On Tue, Nov 19, 2013 at 5:13 AM, Heikki Linnakangas
<hlinnakan...@vmware.com> wrote:
> Ok. Which use case are you targeting during this initial effort, batch
> updates or small OLTP transactions?

OLTP transactions are probably my primary concern. I just realized
that I wasn't actually very clear on that point in my most recent
e-mail -- my apologies. What we really need for batching, and what we
should work towards in the medium term is MERGE, where a single table
scan does everything.

However, I also care about facilitating conflict resolution in
multi-master replication systems, so I think we definitely ought to
consider that carefully if at all possible. Incidentally, Andres said
a few weeks back that he thinks that what I've proposed ought to be
only exposed to C code, owing to the fact that it necessitates the
visibility trick (actually, I think UPSERT does generally, but what
I've done has, I suppose, necessitated making it more explicit/general
- i.e. modifications are added to HeapTupleSatisfiesMVCC()). I don't
understand what difference it makes to only exposed it at the C level
- what I've proposed in this area is either correct or incorrect
(Andres mentioned the Halloween problem). Furthermore, I presume that
it's broadly useful to have Bucardo-style custom conflict resolution
policies, without people having to get their hands dirty with C, and I
think having this at the SQL level helps there. Plus, as I've said
many times, the flexibility this syntax offers is likely to be broadly
useful for ordinary SQL clients - this is almost as good as SQL MERGE
for many cases.

>> Seems like an awful lot of additional mechanism.
> Not really. Once you have the code in place to do the kill-inserted-tuple
> dance on a conflict, all you need is to do an extra index search before it.
> And once you have that, it's not hard to add some kind of a heuristic to
> either do the pre-check or skip it.


> I probably shouldn't have mentioned markpos/restrpos, you're right that it's
> not a good idea to conflate that with index insertion. Nevertheless, some
> kind of an API for doing a duplicate-key check prior to insertion, and
> remembering the location for the actual insert later, seems sensible. It's
> certainly no more of a modularity violation than the value-locking scheme
> you're proposing.

I'm not so sure - in principle, any locking implementation can be used
by any conceivable amcanunique indexing method. The core system knows
that it isn't okay to sit on them all day long, but that doesn't seem
very onerous.

>> I'm certainly not opposed to making something like this work for
>> exclusion constraints. Certainly, I want this to be as general as
>> possible. But I don't think that it needs to be a blocker, and I don't
>> think we gain anything in code footprint by addressing that by being
>> as general as possible in our approach to the basic concurrency issue.
>> After all, we're going to have to repeat the basic pattern in multiple
>> modules.
> Well, I don't know what to say. I *do* have a hunch that we'd gain much in
> code footprint by making this general. I don't understand what pattern you'd
> need to repeat in multiple modules.

Now that I see this rough patch, I better appreciate what you mean. I
withdraw this objection.

> Here's a patch, implementing a rough version of the scheme I'm trying to
> explain. It's not as polished as yours, but it ought to be enough to
> evaluate the code footprint and performance. It doesn't make any changes to
> the indexam API, and it works the same with exclusion constraints and unique
> constraints. As it stands, it doesn't leave bloat behind, except when a
> concurrent insertion with a conflicting key happens between the first
> "pre-check" and the actual insertion. That should be rare in practice.
> What have you been using to performance test this?

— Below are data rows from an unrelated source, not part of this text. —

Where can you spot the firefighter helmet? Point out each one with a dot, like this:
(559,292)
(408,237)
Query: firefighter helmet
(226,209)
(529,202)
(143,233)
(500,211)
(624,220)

I was just testing my patch against a custom pgbench workload,
involving running upserts against a table from a fixed range of PK
values. It's proven kind of difficult to benchmark this in the way
that pgbench has proved useful for in the past. Pretty soon the
table's PK range is "saturated", so they're all updates, but on the
other hand how do you balance the INSERT or UPDATE case?

Multiple unique indexes are the interesting case for comparing both
approaches. I didn't really worry about performance so much as
correctness, and for multiple unique constraints your approach clearly
falls down, as explained below.

>> Is it even useful to lock multiple rows if we can't really
>> update them, because they'll overlap each other when all updated with
>> the one value?
> Hmm. I think what you're referring to is the case where you try to insert a
> row so that it violates an exclusion constraint, and in a way that it
> conflicts with a large number of existing tuples. For example, if you have a
> calendar application with a constraint that two reservations must not
> overlap, and you try to insert a new reservation that covers, say, a whole
> decade.


> That's not a problem for ON DUPLICATE KEY IGNORE, as you just ignore the
> conflict and move on. For ON DUPLICATE KEY LOCK FOR UPDATE, I guess we would
> need to handle a large TID array. Or maybe we can arrange it so that the
> tuples are locked as we scan them, without having to collect them all in a
> large array.
> (the attached patch only locks the first existing tuple that conflicts; that
> needs to be fixed)

I'm having a hard time seeing how ON DUPLICATE KEY LOCK FOR UPDATE is
of very much use to exclusion constraints at all. Perhaps I lack
imagination here. However, ON DUPLICATE KEY IGNORE certainly *is*
useful with exclusion constraints, and I'm not dismissive of that.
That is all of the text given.